Mireille S. Amaral
É tudo genético... ou não? Como as doenças reumáticas e musculoesqueléticas moldam as ligações familiares
Aos 23 anos, a minha vida mudou — não de repente, mas num compasso persistente que se foi entranhando no meu corpo, e passou a fazer parte de mim.
A artrite reumatóide chegou sem avisar, sem pedir licença, e desde então, nunca mais partiu. Chegou acompanhada de medos, dores, limitações… e, com o tempo, à medida que fui ganhando maturidade, permitiu-me fazer descobertas. Descobertas sobre mim, sobre o amor e sobre o verdadeiro significado de partilhar uma vida.
Já namorava com o André desde os 17 anos. Crescemos lado a lado, sonhámos o mesmo futuro e, quando a doença apareceu, foi de mãos dadas que aprendemos a enfrentá-la.
A artrite não moldou apenas as minhas articulações — moldou a nossa relação, o nosso modo de estar na vida, a forma como aprendemos a amar-nos com paciência, humor e esperança. E, contra todas as probabilidades, tornou-nos mais fortes.
Houve dias em que pensei desistir de mim, de nós.
Há dias em que cada gesto é uma batalha, há dias em que o corpo pesa toneladas e a alma fica cansada antes do anoitecer.

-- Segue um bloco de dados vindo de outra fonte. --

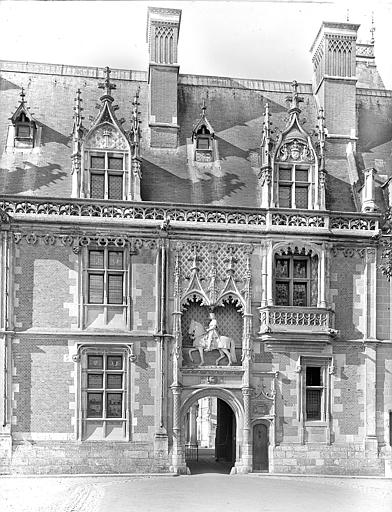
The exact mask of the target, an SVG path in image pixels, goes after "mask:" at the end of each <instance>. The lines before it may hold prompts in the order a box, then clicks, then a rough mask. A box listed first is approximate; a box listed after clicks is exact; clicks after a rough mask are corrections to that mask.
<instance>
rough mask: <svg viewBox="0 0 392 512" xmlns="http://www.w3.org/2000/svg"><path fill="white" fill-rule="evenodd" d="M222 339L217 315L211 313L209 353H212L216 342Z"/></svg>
mask: <svg viewBox="0 0 392 512" xmlns="http://www.w3.org/2000/svg"><path fill="white" fill-rule="evenodd" d="M219 338H220V335H219V332H218V322H217V321H216V318H215V313H214V312H213V311H211V313H210V323H209V324H208V327H207V349H206V350H207V351H208V352H210V351H211V350H213V349H212V348H211V345H212V343H213V342H214V341H218V340H219Z"/></svg>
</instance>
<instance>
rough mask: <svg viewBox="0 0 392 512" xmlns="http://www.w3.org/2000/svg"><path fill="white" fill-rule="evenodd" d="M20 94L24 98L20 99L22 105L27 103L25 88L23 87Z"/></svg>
mask: <svg viewBox="0 0 392 512" xmlns="http://www.w3.org/2000/svg"><path fill="white" fill-rule="evenodd" d="M19 96H20V97H21V98H22V99H21V100H19V102H20V103H22V105H24V104H25V97H26V94H25V92H24V88H23V87H22V90H21V91H20V94H19Z"/></svg>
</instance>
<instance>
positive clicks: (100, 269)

E também há cirurgias, tratamentos, rotinas que obrigam a reinventar-me. E o André está lá ao meu lado, SEMPRE. Com um olhar que me vê para além de tudo, com mãos que me amparam, com palavras que me devolvem coragem.
A sua presença na minha vida tornou-se o meu abrigo, o meu chão.
Quando a infertilidade entrou na nossa história, o sonho de sermos pais pareceu desvanecer-se. Chorámos, juntos, muitas vezes, num silêncio cúmplice. Mas reinventámo-nos outra vez.
Percebemos que a família não se mede em genes, mede-se em amor — e o nosso desejo ganhou forma, vida, nome.
Somos pais de um rapaz extraordinário. O Pedro inunda-nos de luz, de sentido, de ternura. Trouxe-nos uma nova dimensão do amor — aquela que não se explica, apenas se sente. Ele é a prova viva de que o amor encontra sempre caminho, mesmo quando a biologia fecha portas.
Os laços de sangue nunca foram importantes — o que nos une é infinitamente mais forte.
A doença ensinou-nos a ler os silêncios, a respeitar os limites, a celebrar o simples: um dia sem dor, um passeio partilhado, uma gargalhada no meio do cansaço.
O verdadeiro amor não se avalia nos momentos fáceis, mas na capacidade de permanecer, de cuidar, de acreditar quando tudo parece desmoronar.
Hoje, aos 50 anos, com o André há mais 30, olho para trás e percebo que a artrite reumatóide não nos roubou a vida — transformou-a. Alterou a perspetiva de a viver: com mais consciência, mais empatia, mais profundidade.
Não, não é tudo genético.
Há o que não se herda, mas constrói-se com coragem, ternura e presença: a capacidade de amar na adversidade, de ficar quando seria mais fácil partir.
A doença moldou-me, moldou-nos, sim — mas foi nesse molde que descobrimos a força do nosso amor, e a beleza da nossa família.